La guerre en Ukraine a « coupé le fil » des nouvelles routes de la soie
Le déclenchement de « l’opération spéciale » en Ukraine le 24 février par l’armée russe est venu perturber la conjoncture économique mondiale. En Chine, ce conflit a un impact économique positif « avec l’acquisition de pétrole russe bon marché et à long terme la réorientation des flux de gaz russe se détournant de l’Europe. » Ces livraisons vers la Chine n’interviendront pas « tout de suite », prévient la directrice de l’Ifri. Des investissements massifs doivent être réalisés afin de créer les infrastructures. « Les gazoducs alimentant la Chine, ne sont pas les mêmes que ceux qui alimentent l’Union européenne », précise-t-elle. Des projets sont « en cours » pour achever cette réorientation du gaz, mais « cela prendra du temps. »

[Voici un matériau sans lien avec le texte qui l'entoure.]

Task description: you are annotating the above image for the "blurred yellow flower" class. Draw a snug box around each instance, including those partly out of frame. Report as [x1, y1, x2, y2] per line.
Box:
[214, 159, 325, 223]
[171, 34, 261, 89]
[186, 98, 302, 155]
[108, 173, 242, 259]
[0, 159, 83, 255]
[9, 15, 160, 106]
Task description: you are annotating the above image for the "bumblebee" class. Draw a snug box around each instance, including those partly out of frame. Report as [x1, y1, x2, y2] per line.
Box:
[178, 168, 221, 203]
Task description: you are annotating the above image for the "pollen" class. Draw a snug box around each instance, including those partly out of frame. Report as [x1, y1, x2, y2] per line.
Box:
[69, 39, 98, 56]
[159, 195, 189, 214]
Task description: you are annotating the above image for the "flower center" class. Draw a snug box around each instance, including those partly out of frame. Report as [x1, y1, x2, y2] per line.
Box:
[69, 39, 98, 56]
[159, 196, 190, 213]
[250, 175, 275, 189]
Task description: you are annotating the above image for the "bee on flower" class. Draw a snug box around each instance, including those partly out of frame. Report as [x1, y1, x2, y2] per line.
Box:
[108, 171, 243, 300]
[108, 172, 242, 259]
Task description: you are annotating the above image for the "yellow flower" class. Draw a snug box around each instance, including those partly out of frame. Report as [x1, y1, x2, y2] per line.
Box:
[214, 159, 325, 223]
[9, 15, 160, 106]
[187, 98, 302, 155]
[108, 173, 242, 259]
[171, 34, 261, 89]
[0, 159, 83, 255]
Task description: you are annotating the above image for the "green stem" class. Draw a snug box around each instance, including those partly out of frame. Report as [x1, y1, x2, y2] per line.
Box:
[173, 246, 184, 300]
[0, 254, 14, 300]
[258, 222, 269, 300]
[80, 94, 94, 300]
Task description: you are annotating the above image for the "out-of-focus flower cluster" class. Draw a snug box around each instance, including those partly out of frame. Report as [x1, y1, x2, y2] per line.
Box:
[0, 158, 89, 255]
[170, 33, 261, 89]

La guerre en Ukraine représente néanmoins un accroc de taille dans le rouage de la machine bien huilée des « nouvelles routes de la soie ». Chantier pharaonique sur mer comme sur terre, ce méga projet évalué à plus de 1 000 milliards de dollars définit les nouvelles ambitions planétaires de Pékin, présenté comme un projet économique, stratégique et de « projection de puissance tous azimuts géographiquement. » La confrontation militaire entre Kiev et Moscou porte « un coup très dur, notamment en interrompant le tronçon ferroviaire eurasiatique qui étonnamment fonctionnait très bien dans les deux sens avant le déclenchement des hostilités. » L’incertitude de la guerre oblige les opérateurs occidentaux à interrompre les trains de marchandise.
Le renouveau de l’amitié sino-russe
Relation ambiguë à l’époque de la guerre froide, la relation sino-russe s’est réchauffée depuis l’éclatement de l’URSS. En mars 2022, le ministre des affaires étrangères chinois, Wang Yi, avait qualifié l’amitié entre Moscou et Pékin « de solide comme un roc. » « Trois semaines avant la guerre, Xi Jinping avait reçu Vladimir Poutine à Pékin, à l’occasion de la cérémonie d’ouverture des Jeux Olympiques. Les deux chefs d’Etat avaient affiché leur ‘amitié sans limite’et avaient signé une longue déclaration conjointe », souligne Marc Julienne. Pour le chercheur, la guerre en Ukraine « va renforcer la dépendance de Moscou à l’égard de Pékin dans tous les domaines : économique, diplomatique, technologique et spatial. » Malgré cette entente cordiale entre les deux puissances, les différents et les oppositions subsistent. Moscou voit « avec méfiance » la présence chinoise en Afrique, les rêves de Pékin de s’implanter dans l’Arctique et l’influence grandissante de l’Empire du milieu en Asie centrale, pré carré historique de la Russie.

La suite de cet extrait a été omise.